When one considers that required medical treatment costs may arise over multiple years, and with quick access to treatment in the Public Health system less and less likely as the Public Health system struggles to cope, Private Medical Cover, even with a large excess, seems like a sensible idea. Of course, poor health can, and does, strike at any age. Clients should get health insurance when they are young, when their health history is still good, making acceptance of cover almost certain. Health underwriting requirements and maximum entry ages could make acceptance of applications for health insurance tricky, or even impossible, once retired.

I’ve used an example of clients with a mortgage free home and $350,000 in retirement assets: I think the merits of having Private Medical Cover in retirement are no different for clients with much bigger retirement nest-eggs. Private Medical Cover is protection for assets in the same way that house insurance is protection for an asset, it doesn’t matter whether the house is worth $800,000 or $3 million. A client with $3 million in retirement assets will have an expectation of a retirement lifestyle that $3 million would allow. Seeing that reduce due to poor health, by hundreds of thousands of dollars, perhaps even down to $2 million or less, seems totally unnecessary for the sake of a couple of hundred dollars in monthly health insurance premiums.

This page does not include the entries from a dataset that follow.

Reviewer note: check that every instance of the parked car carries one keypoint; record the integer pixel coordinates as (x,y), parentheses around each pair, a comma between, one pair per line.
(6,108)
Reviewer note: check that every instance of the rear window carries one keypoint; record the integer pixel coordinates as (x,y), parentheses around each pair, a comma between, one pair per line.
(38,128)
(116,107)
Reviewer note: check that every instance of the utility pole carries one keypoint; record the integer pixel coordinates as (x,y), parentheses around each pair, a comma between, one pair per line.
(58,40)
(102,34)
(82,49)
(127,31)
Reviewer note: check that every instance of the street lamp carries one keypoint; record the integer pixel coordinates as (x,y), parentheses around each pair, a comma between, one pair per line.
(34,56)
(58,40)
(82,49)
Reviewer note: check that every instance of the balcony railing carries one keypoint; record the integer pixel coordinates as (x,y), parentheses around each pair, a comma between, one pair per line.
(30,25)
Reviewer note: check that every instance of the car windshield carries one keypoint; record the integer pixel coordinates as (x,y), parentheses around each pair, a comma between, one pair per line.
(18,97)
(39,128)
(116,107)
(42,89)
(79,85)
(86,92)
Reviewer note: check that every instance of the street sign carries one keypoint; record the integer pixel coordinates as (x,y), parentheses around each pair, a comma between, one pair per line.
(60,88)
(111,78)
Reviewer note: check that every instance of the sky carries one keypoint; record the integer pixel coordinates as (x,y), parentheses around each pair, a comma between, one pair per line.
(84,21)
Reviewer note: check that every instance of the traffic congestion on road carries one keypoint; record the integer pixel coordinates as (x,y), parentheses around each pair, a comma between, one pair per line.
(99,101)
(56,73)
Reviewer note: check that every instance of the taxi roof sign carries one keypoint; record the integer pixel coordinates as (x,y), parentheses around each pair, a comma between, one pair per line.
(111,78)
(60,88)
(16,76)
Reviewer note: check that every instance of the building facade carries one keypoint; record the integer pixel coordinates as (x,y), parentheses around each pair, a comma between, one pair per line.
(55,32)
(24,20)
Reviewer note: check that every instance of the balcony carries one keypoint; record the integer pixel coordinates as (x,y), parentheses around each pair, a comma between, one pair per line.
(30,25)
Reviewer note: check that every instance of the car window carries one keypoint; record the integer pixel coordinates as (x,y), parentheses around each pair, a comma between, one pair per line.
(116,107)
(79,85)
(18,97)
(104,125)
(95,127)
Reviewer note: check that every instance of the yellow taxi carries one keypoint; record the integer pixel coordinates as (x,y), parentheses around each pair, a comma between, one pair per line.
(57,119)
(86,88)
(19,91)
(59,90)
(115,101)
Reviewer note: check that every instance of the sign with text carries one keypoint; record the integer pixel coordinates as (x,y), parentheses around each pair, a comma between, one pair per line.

Simply cancelling life, trauma or health insurance on retirement is not the obvious answer, even for wealthy retirees. Appropriate health insurance

is essential for protecting client wealth, and, with the right advice and policy structure, affordable even in old age.

Clients might also wish to have some trauma cover in retirement, to fund expenses associated with severely poor health not covered by health insurance. There are trauma products available in NZ now that only cover severe trauma events (those with large, wealth destroying, financial consequences) with much lower premiums, making trauma insurance more affordable in retirement too. Insurance advice for all clients is essential, but it is especially critical for retired clients. A

Steve Wright has qualifications in Law, Economics, Tax and Financial Planning and is General Manager Product at Partners Life.

This article is for information purposes only, its content is intended to be of a general nature, does not take into account any person’s financial situation or goals, and is not personalised financial advice. It is recommended you seek advice from a financial adviser which takes into account your individual circumstances before you acquire a financial product. This article does not include all the information advisers need to make suitable recommendations. As always, advisers must make up their own minds about the matters contained herein, in particular by examining the relevant policy wording.